As for Becky, she said though she slept more than usual for a short time after having her kidney removed, she started walking in full strides after about 10 days and climbing up and down stairs, thanks to the help and assistance of their family.
“The support that we got from my fellow Rotarians, our family, the people at Bethesda Lutheran Church in Carlton, Kirk and Rita Johnson and Pat and Marv Durkee – it was just tremendous,” said Denny. “It really helped.”
There were other setbacks ahead, however. Denny got an impacted colon after starting on the anti-rejection drugs and had to have surgery to unblock it, and later he got very sick once again and found he had contracted the CMV virus, which causes severe ulcers.
The two returned home to Cloquet after three months, but last June Denny began suffering from repeated incidents of bacterial infections. Doctors decided to infuse him with antibiotics for a sustained period of time, and he was able to go to Community Memorial Hospital for the infusion treatments. He went for an hour every day, including weekends and holidays, from June through October before testing negative for any further signs of infection.
“They told us that after my transplant, the next year could be hell because I am a high-risk patient and therefore I would be susceptible to a lot of things,” said Denny. “But they told me there was a light at the end of the tunnel if I could make it through the first year – and it was a year on Feb. 9.”
Denny is due to go to Hennepin County Medical Center next week for his one-year physical and he will go in to see Dr. Maddy, his internal medicine doctor, this Friday for another as well.

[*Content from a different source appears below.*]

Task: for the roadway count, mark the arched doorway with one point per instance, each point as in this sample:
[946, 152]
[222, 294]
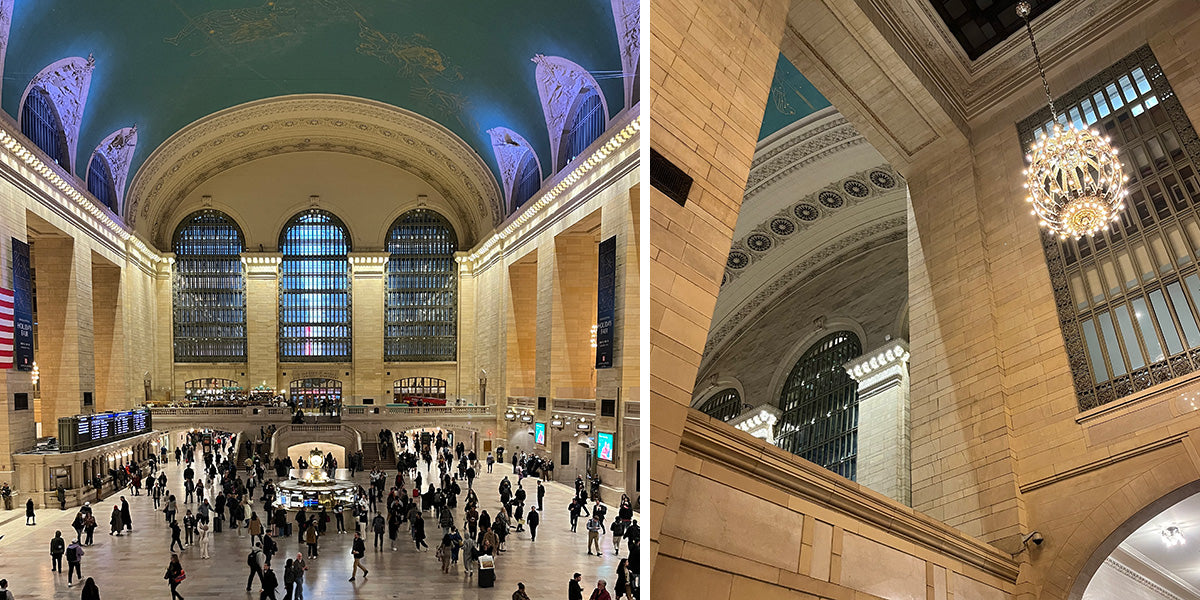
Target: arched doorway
[316, 393]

“They keep pretty good tabs on me,” Denny said. “The kidney is working fine – it’s the rest of my body that’s gone to hell!”
Right now Denny’s heart and kidney are balancing along a fine line because the transplant operation stressed his heart a lot. Kidneys need fluids to operate, but he’s got fluid on his heart pretty consistently and they need to find a balance that keeps the kidney happy and functioning as well as the heart.
Denny will be on anti-rejection drugs for the rest of his life, and he now takes 63 pills a day between heart, kidney and the other health issues he’s dealing with. The drugs have also taken their toll in the form of brittle bones and fragile infrastructure, and he recently severed a tendon that has made it difficult to get around.
Becky, a senior analyst for the Maurice’s Corporation for the past 20 years, spends much of her time helping take care of Denny and is going to school to get a degree in exercise physiology as well.
“Becky has just been a godsend,” said Denny. “She’s the love of my life and my rock. There’s no way I could do this without her. I’m here because of her.”
Becky and Denny remain matter-of-fact about the time left ahead of them.
“One of the things the doctors told me,” said Denny, “is, ‘You’ve got this balance to maintain and a lot of risky problems, but you’ve got to stop worrying about those and go on and enjoy life. Whatever happens is going to happen.”
In the meantime, the love between the two of them remains strong, and Denny has a battery-powered scooter and a van with a lift on it to help him get around.
“There’s no place I can’t go!” he declared with a smile.